RI Bakal Surplus Tembaga di 2025, Ini Siasat Amman Mineral Serap Pasokan
Direktur Utama Amman Mineral Nusa Tenggara, Rahmat Makkasau, dalam Acara Halalbihalal di Jakarta. Foto: Ema Fitriyani/kumparan

Presiden Direktur PT Amman Mineral Nusa Tenggara (AMMAN), Rachmat Makkasau, menyebutkan pihaknya berkomitmen mengembangkan industri hilirisasi di dalam negeri di tengah kelebihan pasokan atau surplus tembaga mulai tahun 2025.

Rachmat berkata, Amman Mineral saat ini masih dalam tahap konstruksi fasilitas pengolahan dan pemurnian mineral atau smelter tembaga di Wilayah Pertambangan Batu Hijau di Kabupaten Sumbawa, Provinsi Nusa Tenggara Barat (NTB).

Dia memastikan, smelter Amman Mineral maupun smelter tembaga PT Freeport di Gresik bisa mulai berproduksi di tahun 2024, sehingga proyeksi kelebihan pasokan tembaga bisa teratasi.

"Amman Mineral dengan PT Freeport diperkirakan kedua smelter itu bisa beroperasi di akhir tahun 2024 jadi mudah-mudahan excess kapasitas itu bisa menjadi peluang besar buat negara kita untuk lebih mengembangkan industri downstream," ungkapnya kepada wartawan di the Dharmawangsa Jakarta, Selasa (13/12).

Meskipun demikian, Rachmat enggan berkomentar lebih lanjut mengenai rencana Presiden Joko Widodo (Jokowi) untuk menyetop ekspor bahan mentah mineral, termasuk tembaga, dalam waktu dekat.

Sejauh ini, dia memastikan tidak ada masalah dalam penyerapan produksi tembaga.
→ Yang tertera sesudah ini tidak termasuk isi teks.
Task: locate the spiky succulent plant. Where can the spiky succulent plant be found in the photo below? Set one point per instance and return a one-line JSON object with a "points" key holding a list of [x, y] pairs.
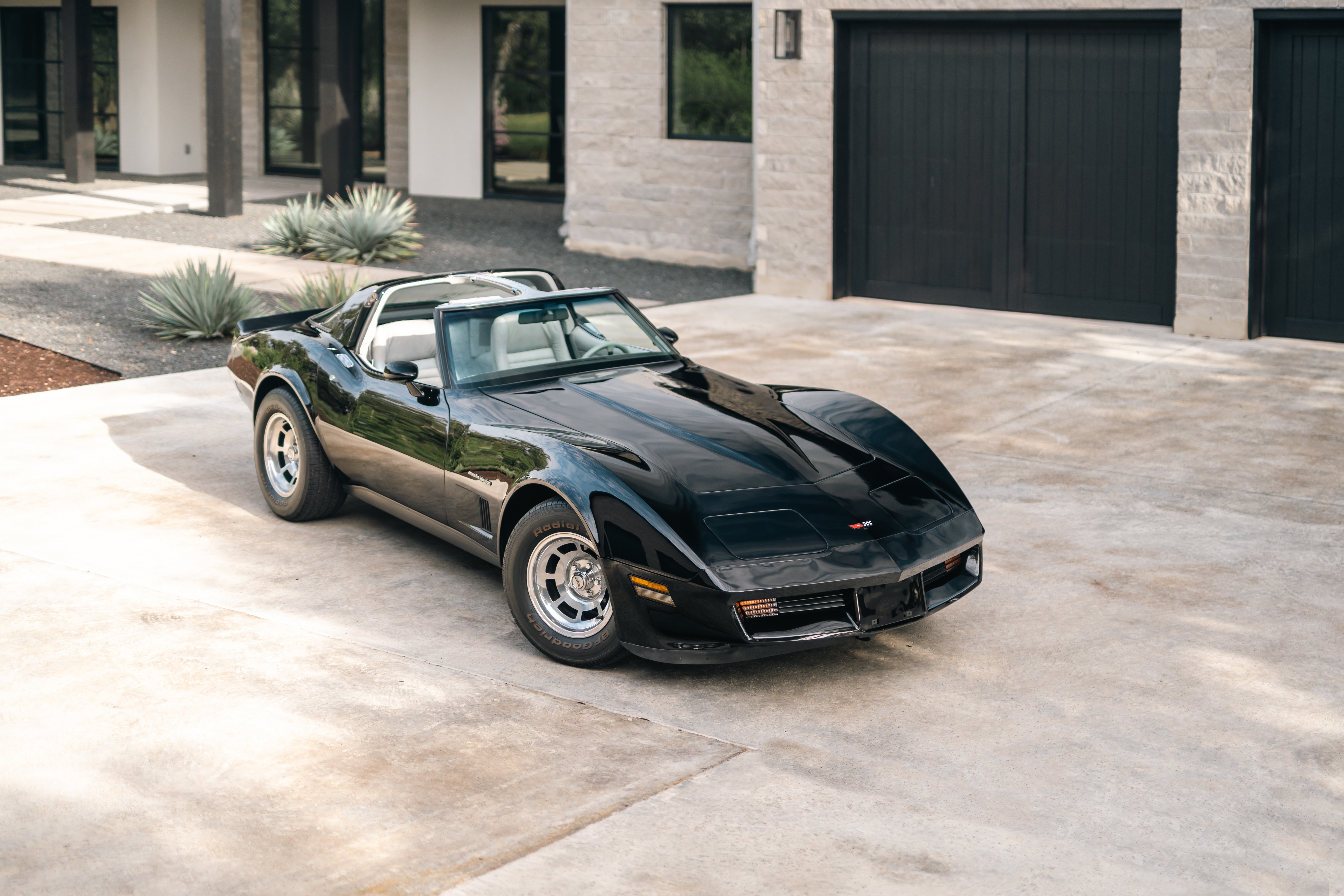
{"points": [[366, 226], [197, 303], [291, 228], [319, 291]]}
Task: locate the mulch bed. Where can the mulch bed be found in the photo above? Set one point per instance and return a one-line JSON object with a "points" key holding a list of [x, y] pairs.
{"points": [[28, 369]]}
Adapun untuk produksi yang tidak terserap oleh industri dalam negeri tentunya masih harus diekspor.

"Itu sih mudah harusnya, tidak ada masalah. (Kelebihannya) kan ekspor semua kemungkinan ya, yang pasti kalau yang tidak diserap dalam negeri kan diekspor," tandas Rachmat.
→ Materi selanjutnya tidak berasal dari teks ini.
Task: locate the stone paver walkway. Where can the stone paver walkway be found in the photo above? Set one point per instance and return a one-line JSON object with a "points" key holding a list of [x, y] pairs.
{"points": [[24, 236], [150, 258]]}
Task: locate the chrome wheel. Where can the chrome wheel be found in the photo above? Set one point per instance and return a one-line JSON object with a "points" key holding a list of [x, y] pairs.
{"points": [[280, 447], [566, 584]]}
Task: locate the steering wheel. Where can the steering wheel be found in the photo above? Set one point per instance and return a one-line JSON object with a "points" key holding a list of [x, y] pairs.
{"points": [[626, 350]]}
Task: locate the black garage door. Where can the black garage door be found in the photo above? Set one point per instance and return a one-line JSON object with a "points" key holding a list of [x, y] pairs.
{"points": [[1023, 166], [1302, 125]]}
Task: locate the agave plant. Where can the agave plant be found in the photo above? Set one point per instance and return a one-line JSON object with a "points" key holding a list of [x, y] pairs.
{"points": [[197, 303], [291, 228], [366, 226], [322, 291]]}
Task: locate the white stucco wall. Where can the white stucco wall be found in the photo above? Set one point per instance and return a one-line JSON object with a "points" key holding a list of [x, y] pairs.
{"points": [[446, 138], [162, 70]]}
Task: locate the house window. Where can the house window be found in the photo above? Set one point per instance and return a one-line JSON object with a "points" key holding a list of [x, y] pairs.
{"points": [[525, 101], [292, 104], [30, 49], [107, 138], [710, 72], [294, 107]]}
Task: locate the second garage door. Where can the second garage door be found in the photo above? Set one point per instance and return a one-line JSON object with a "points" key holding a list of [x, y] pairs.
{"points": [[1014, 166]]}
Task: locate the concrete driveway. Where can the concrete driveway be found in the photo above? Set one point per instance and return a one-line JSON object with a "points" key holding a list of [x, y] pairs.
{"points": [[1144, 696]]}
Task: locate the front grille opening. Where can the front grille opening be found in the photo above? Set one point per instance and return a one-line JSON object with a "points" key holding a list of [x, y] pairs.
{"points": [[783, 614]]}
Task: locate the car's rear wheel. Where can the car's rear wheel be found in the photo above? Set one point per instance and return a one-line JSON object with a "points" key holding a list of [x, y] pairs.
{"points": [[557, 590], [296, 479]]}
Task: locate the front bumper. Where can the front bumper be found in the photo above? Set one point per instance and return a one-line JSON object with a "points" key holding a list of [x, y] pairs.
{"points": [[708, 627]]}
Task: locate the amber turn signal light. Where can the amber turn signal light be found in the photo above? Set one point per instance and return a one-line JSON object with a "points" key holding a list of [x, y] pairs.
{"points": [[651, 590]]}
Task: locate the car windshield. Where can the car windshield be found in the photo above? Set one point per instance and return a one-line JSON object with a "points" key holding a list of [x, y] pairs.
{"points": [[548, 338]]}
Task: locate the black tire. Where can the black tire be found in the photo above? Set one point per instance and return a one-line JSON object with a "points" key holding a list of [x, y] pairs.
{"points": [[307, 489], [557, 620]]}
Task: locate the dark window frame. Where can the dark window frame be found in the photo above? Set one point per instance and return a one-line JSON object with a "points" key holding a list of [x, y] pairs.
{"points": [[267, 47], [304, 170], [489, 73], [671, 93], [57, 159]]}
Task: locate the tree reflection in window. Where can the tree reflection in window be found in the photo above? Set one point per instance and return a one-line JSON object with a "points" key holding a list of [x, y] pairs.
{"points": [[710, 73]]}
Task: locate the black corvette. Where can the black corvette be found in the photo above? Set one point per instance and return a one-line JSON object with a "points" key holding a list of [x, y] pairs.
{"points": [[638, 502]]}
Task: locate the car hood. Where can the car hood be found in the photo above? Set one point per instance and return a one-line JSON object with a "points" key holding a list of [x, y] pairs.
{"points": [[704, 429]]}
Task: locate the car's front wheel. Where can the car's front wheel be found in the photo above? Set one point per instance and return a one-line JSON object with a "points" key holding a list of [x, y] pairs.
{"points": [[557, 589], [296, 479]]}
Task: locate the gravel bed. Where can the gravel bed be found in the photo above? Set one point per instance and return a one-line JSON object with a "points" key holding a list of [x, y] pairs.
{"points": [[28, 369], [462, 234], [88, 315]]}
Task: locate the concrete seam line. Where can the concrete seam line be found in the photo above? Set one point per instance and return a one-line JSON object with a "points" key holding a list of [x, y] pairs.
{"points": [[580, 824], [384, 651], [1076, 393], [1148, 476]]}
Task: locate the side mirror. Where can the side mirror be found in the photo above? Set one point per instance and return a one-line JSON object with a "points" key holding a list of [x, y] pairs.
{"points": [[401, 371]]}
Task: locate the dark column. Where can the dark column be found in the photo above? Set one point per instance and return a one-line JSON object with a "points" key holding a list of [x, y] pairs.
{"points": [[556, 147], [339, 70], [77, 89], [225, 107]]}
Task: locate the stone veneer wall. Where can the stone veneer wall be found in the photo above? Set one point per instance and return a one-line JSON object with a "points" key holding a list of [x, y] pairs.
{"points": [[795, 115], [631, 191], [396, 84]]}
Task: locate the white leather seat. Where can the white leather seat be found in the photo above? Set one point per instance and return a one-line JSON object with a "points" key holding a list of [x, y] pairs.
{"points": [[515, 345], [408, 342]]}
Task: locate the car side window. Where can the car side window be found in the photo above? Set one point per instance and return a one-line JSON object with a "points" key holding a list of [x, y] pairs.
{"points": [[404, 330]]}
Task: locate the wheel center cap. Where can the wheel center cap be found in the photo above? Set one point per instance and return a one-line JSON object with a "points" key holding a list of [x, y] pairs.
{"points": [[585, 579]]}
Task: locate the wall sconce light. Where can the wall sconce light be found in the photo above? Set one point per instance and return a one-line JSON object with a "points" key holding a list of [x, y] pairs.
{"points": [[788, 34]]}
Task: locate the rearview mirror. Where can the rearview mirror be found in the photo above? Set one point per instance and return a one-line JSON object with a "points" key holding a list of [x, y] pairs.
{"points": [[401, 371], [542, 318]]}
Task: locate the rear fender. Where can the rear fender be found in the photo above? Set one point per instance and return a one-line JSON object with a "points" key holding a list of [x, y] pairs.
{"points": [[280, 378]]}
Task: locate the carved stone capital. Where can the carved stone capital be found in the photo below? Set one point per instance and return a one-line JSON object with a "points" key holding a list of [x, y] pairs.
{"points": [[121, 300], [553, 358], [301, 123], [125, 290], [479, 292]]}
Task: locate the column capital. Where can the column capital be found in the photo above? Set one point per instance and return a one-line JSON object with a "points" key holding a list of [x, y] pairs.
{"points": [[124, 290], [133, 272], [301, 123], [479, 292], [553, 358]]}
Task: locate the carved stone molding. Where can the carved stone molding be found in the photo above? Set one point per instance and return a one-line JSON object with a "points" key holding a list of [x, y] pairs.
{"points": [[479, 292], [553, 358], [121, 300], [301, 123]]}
Sementara dalam pemaparannya di E2S Outlook Sektor ESDM 2023, Rachmat mengungkap ada potensi produksi katoda tembaga di Indonesia akan lebih besar dari kebutuhan di dalam negeri, alias surplus tembaga mulai tahun 2025.
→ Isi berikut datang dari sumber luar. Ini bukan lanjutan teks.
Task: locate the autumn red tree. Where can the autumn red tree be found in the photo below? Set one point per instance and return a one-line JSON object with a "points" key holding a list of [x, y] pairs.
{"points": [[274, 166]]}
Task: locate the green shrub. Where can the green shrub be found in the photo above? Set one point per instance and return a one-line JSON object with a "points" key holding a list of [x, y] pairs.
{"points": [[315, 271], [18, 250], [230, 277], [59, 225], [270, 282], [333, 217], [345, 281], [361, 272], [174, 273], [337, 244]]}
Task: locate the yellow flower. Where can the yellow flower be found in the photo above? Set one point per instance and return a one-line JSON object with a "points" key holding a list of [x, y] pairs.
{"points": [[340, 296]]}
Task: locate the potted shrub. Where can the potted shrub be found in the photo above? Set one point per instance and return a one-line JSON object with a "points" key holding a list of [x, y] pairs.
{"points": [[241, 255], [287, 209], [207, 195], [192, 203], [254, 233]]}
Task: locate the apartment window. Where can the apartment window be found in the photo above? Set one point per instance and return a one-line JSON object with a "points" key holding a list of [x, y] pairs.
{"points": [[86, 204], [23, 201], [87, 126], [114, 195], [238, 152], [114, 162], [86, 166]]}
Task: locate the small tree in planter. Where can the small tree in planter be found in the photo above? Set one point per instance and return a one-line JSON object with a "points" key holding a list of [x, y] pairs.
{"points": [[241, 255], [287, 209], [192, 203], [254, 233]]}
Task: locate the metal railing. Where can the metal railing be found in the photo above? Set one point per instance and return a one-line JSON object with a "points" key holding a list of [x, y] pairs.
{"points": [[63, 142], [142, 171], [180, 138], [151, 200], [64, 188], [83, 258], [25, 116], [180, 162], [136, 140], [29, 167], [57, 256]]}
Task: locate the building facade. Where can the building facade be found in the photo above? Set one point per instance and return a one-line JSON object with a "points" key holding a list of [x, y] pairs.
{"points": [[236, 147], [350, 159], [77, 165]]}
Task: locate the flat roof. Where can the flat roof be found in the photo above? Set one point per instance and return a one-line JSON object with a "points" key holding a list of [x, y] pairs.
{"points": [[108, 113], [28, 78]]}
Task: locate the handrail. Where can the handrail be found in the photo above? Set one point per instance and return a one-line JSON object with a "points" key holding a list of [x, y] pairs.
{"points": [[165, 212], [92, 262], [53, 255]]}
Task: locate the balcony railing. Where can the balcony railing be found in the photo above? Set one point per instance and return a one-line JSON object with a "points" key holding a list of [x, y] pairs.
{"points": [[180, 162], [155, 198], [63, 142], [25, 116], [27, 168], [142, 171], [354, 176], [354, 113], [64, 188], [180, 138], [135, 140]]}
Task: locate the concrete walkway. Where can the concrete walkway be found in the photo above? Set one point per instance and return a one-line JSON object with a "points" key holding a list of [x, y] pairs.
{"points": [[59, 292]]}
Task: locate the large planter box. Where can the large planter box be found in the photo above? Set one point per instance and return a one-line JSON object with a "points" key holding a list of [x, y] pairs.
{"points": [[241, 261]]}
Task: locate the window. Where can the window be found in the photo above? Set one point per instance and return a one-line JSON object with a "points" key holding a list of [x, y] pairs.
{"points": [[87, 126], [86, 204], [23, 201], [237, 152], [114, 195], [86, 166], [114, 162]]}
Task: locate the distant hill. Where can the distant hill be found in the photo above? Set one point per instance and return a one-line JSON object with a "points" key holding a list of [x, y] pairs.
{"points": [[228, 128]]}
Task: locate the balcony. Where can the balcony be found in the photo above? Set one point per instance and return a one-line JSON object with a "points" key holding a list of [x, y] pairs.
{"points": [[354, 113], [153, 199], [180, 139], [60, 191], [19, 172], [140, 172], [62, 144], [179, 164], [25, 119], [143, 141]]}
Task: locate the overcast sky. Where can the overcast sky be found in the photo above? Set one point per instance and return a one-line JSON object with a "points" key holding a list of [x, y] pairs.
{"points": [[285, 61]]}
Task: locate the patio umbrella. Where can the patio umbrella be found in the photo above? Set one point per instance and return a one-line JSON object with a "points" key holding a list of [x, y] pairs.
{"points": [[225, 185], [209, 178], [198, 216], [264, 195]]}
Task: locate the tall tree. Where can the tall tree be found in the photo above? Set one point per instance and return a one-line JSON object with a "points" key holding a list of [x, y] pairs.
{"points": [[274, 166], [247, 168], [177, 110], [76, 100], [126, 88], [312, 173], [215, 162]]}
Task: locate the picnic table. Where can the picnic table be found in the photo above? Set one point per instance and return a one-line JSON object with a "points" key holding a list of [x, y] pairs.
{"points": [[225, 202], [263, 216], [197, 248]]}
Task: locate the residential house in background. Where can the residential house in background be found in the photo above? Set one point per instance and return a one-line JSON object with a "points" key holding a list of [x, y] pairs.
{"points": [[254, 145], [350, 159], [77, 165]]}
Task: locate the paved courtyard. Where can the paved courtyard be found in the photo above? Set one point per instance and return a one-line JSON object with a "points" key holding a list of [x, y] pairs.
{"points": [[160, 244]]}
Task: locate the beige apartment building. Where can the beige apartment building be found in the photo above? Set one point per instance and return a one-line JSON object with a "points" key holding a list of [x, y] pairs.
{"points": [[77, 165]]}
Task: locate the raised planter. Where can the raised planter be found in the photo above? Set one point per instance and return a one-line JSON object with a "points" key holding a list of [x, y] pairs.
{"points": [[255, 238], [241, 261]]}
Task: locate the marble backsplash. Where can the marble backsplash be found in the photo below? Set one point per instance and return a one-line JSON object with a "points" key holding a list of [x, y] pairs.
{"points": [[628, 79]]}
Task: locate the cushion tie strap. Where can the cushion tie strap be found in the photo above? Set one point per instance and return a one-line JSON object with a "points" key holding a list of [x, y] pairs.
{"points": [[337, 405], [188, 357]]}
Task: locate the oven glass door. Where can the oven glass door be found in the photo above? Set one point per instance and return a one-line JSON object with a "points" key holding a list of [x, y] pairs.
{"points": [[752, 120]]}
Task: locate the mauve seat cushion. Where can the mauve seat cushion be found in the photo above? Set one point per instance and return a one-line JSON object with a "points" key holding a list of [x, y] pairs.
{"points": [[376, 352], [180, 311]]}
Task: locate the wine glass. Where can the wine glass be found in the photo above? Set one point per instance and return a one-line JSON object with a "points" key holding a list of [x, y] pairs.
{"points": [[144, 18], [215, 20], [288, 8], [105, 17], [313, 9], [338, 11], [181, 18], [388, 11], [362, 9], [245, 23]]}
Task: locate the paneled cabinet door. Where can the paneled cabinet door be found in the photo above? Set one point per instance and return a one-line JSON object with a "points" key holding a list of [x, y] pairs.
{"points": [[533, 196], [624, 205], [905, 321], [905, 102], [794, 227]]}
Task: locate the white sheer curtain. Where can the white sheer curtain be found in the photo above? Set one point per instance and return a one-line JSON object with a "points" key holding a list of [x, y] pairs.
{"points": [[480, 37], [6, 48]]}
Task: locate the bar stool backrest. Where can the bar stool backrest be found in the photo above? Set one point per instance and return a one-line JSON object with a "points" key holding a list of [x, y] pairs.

Rachmat menuturkan, kondisi yang terjadi di tanah air akan sangat berbeda dari negara-negara lain di dunia yang akan mengalami shortage atau pasokan (supply) tembaga yang lebih sedikit daripada kebutuhan (demand).

"Kebalikan sebenarnya terjadi di Indonesia, untuk copper kita kelebihan, ini jadi peluang bagi kita. Kita akan produksi sekitar 1,2 juta ton katoda tembaga di 2025 ke atas, sedangkan kebutuhan dalam negeri hanya 25-30 persen," jelasnya.

Dia menambahkan, kondisi pasokan dan kebutuhan tembaga di dunia akan seret, lantaran komitmen transisi energi yang digalakkan seluruh negara akan meningkatkan permintaan tembaga dan nikel, salah satunya untuk komponen kendaraan listrik (electric vehicle/EV).

Lebih lanjut, Rachmat mengatakan peningkatan kebutuhan komoditas tembaga yaitu 3-4 persen per tahun. Peningkatan ini tidak disertai perkembangan produksi, sehingga cadangan tembaga dunia sekitar tahun 2028-2030 diproyeksi lebih sedikit dari kebutuhan dunia.

Salah satu hambatan dari peningkatan produksi tembaga, kata Rachmat, yakni belanja modal atau capital expenditure (capex) pertambangan tembaga yang sangat besar.